Over the past few months the Department of Fisheries has inexplicably and rapidly dumped an historic and justifiable policy of not getting involved in commercial disputes between quota holders and members/shareholders of quota holders.
The reasoning behind this long-standing policy is simple. Firstly, and most pertinently, the department lacks the legal jurisdiction to involve itself as a type of self-appointed arbiter of commercial law disputes. Departmental officials simply have no authority under any South African law to involve themselves in and to decide such disputes.
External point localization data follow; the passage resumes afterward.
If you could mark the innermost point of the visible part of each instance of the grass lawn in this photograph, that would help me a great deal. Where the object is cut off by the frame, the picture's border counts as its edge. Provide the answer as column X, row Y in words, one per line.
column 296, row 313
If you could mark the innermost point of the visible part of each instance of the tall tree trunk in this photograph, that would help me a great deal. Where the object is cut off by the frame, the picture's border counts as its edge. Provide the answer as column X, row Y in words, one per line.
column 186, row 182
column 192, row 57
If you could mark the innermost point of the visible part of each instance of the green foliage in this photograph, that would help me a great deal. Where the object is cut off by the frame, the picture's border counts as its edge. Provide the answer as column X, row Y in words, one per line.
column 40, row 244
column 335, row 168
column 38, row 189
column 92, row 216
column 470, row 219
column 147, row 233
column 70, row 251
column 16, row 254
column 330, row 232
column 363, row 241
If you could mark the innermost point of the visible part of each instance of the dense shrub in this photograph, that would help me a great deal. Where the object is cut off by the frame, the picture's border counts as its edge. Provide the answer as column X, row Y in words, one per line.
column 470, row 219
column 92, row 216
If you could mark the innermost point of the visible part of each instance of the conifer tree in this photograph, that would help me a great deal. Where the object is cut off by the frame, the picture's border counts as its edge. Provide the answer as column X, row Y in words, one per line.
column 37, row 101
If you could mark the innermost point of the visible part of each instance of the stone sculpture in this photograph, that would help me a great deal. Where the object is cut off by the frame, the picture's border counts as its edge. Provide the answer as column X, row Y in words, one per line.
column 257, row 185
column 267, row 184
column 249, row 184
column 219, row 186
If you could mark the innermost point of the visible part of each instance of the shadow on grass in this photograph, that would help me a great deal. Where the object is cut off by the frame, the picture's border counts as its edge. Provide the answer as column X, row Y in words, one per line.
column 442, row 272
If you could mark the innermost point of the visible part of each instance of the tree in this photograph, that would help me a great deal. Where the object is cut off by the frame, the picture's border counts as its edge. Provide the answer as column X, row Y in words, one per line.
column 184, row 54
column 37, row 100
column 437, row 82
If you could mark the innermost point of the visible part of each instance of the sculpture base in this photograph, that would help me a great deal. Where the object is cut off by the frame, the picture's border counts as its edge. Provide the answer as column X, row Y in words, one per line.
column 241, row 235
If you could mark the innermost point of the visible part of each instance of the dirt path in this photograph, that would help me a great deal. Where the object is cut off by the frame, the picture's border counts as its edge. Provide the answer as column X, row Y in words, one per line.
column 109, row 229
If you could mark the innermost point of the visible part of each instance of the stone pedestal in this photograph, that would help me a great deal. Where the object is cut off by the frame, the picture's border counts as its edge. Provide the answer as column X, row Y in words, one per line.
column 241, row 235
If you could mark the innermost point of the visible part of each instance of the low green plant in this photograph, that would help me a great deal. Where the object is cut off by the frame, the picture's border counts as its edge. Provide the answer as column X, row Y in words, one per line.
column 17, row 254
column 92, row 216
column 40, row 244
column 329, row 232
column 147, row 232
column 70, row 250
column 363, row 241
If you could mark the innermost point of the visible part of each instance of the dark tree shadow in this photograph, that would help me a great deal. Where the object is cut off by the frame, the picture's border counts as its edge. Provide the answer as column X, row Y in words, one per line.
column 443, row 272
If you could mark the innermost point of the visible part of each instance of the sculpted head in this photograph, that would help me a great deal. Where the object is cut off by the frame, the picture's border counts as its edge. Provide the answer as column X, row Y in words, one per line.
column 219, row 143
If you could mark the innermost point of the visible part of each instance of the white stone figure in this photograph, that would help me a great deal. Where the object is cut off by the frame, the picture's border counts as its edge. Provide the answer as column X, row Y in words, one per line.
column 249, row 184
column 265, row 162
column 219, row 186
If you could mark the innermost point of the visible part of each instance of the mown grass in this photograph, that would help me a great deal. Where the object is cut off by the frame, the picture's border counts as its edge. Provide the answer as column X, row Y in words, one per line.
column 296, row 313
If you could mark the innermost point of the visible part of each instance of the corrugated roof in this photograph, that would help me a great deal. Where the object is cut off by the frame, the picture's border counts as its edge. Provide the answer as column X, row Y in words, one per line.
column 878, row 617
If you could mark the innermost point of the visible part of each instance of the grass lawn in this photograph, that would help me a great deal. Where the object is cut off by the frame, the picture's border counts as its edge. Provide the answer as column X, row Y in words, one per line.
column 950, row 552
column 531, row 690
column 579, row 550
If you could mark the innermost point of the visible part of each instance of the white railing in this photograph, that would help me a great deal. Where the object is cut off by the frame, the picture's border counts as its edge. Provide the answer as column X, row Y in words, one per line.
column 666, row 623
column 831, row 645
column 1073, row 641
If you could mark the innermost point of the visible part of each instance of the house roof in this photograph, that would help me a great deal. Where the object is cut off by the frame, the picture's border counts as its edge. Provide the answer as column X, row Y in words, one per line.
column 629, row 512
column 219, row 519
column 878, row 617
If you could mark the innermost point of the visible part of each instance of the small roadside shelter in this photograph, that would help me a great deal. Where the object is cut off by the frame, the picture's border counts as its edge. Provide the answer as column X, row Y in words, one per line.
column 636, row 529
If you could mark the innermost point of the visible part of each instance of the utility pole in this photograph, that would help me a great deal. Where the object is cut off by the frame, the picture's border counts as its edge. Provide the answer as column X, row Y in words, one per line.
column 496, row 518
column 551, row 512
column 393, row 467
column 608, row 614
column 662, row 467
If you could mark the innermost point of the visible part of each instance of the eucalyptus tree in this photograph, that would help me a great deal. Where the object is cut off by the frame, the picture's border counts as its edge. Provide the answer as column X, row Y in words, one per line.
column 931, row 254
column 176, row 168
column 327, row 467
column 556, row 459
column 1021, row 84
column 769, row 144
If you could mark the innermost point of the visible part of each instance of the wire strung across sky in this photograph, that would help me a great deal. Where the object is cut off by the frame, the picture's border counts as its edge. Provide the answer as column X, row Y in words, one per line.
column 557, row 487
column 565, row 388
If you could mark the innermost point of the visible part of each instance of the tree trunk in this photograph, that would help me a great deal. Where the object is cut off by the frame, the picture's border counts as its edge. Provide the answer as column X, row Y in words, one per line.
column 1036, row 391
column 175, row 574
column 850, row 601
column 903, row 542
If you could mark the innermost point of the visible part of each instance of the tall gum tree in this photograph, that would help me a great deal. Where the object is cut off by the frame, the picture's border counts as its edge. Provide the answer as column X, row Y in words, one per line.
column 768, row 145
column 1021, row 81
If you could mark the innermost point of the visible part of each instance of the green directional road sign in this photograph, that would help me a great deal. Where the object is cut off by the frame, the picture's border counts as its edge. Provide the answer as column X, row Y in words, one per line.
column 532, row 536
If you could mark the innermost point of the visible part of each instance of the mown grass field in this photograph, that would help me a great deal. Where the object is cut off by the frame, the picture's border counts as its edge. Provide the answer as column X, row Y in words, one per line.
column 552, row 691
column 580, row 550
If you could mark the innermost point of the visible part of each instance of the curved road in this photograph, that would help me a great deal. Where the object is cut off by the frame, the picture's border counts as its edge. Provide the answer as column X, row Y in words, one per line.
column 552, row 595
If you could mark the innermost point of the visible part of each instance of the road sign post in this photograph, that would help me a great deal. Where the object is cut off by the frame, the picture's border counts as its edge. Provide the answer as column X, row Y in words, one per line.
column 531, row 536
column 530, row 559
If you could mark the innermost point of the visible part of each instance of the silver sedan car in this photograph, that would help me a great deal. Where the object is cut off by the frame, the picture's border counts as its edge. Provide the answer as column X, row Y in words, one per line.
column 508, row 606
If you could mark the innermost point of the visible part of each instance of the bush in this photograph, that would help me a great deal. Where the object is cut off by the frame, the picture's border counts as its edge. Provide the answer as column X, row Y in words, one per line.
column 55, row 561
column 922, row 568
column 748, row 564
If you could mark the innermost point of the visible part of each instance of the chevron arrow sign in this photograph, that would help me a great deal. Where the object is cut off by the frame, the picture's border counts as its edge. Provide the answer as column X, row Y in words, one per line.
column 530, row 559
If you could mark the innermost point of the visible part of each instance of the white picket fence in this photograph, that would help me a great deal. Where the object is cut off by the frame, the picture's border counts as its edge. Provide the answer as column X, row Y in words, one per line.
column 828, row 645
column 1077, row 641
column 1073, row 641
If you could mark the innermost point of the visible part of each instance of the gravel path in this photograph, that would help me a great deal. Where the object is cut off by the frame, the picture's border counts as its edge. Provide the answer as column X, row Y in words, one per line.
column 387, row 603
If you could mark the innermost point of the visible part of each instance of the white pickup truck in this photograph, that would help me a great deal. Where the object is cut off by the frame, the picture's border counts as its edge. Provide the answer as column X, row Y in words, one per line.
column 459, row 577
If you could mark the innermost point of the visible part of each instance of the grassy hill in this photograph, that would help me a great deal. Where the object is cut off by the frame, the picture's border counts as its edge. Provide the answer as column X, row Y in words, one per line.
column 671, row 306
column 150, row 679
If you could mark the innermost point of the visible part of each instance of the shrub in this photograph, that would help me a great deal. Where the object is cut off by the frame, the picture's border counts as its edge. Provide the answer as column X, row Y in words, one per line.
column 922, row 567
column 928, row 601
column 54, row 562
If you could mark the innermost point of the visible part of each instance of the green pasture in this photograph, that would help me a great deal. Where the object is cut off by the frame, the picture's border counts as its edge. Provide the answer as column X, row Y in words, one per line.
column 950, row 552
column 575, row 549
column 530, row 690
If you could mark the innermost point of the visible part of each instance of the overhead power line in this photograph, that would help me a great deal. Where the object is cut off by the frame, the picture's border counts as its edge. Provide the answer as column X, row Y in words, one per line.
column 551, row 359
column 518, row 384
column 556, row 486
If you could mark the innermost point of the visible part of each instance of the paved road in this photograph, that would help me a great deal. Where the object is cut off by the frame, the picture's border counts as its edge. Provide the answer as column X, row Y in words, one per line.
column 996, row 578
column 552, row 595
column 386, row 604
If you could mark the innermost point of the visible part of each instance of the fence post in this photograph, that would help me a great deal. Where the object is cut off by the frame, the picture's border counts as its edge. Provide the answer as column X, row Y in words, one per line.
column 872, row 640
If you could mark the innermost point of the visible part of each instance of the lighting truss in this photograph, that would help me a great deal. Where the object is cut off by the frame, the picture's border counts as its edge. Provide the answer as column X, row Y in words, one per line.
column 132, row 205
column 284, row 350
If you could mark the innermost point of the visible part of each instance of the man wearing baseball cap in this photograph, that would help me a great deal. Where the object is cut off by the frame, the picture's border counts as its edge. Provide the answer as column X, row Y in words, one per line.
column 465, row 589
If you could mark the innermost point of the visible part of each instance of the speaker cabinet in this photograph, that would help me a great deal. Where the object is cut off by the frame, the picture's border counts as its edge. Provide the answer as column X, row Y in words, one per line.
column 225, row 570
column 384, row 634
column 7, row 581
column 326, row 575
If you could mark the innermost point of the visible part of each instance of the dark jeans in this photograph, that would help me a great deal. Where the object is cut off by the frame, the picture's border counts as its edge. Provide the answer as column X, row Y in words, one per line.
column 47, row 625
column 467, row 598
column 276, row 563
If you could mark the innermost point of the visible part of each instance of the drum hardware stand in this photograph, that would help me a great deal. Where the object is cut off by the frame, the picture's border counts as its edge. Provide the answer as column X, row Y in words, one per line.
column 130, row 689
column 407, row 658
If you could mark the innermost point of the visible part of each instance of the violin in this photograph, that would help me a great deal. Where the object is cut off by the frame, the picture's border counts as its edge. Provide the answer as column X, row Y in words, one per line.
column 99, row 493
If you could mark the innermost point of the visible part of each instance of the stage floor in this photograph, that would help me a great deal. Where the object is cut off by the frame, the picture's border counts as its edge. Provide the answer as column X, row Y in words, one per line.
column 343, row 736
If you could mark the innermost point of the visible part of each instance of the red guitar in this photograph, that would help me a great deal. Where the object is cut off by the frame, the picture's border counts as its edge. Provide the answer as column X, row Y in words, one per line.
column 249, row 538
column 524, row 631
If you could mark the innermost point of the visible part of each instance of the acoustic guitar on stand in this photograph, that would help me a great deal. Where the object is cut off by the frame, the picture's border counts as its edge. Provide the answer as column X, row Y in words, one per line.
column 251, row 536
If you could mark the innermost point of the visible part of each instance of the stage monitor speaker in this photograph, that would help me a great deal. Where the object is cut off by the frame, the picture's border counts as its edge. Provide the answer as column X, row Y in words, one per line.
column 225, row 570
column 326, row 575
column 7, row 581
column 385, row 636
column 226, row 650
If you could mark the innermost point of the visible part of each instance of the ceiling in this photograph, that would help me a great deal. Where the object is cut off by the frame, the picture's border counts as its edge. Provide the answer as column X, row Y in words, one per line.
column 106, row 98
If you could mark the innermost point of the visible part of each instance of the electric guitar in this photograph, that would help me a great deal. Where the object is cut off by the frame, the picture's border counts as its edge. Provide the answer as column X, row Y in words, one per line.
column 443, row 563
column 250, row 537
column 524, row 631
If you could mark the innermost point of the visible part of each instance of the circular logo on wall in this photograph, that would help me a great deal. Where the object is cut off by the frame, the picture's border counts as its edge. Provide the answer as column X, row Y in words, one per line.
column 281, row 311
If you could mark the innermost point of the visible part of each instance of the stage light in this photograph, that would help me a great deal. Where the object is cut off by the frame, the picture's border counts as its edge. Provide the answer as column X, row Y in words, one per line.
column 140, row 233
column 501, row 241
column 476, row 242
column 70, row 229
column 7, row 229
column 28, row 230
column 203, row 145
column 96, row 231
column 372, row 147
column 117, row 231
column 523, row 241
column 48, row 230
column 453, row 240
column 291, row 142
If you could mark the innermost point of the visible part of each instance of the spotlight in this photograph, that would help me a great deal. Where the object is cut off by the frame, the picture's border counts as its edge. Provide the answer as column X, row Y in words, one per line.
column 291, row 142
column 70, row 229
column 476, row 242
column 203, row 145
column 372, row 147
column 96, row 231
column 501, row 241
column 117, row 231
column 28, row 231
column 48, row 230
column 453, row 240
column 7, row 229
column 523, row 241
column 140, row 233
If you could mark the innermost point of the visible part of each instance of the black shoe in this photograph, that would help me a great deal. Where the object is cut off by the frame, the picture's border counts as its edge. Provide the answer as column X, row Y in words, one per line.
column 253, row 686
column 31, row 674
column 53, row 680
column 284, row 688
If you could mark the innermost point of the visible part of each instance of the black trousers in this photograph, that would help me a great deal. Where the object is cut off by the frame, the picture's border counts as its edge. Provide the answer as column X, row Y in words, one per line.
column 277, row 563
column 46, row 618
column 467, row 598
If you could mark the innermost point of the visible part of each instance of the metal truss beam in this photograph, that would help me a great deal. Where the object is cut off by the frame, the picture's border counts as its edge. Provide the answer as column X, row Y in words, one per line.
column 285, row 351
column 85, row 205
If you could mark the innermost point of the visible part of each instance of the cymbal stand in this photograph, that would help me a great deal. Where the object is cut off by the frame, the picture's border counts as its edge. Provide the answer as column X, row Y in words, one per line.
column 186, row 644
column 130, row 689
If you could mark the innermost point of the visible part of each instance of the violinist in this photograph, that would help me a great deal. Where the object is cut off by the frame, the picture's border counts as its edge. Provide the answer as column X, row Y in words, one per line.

Secondly, the department's officials are simply not skilled in commercial litigation and commercial law to intervene and understand such inter partes disputes. The proof of this is in the various disputes departmental officials have elected to involve themselves in recently and hold one or more parties ransom to the demands of others in utter violation of South African law.
Thirdly, to allow officials to become involved in such disputes simply opens the door to allegations of bias, corruption and maladministration. Departmental officials have no legitimate role to play in such matters.
For example, the managing member of a close corporation decides to conclude an agreement with a third party involving the corporation's fishing quota. It subsequently emerges that the other members of the corporation did not consent or are in fact not even members of the corporation any longer. These "unhappy members" then approach the department to halt the issue of the corporation's fishing permit. The department then obliges these "unhappy members".
In such circumstances, the department's conduct is blatantly ultra vires and therefore unlawful under the MLRA, the fishing permit conditions and the fisheries regulations. The conduct also violates rights and obligations of the managing member under the Close Corporations Act. Where a member of a close corporation believes that the conduct of another member has prejudiced his own rights and interests, the law does not permit him to run to the nearest government official and seek an unlawful intervention of the kind now being offered by departmental officials. The law is clear.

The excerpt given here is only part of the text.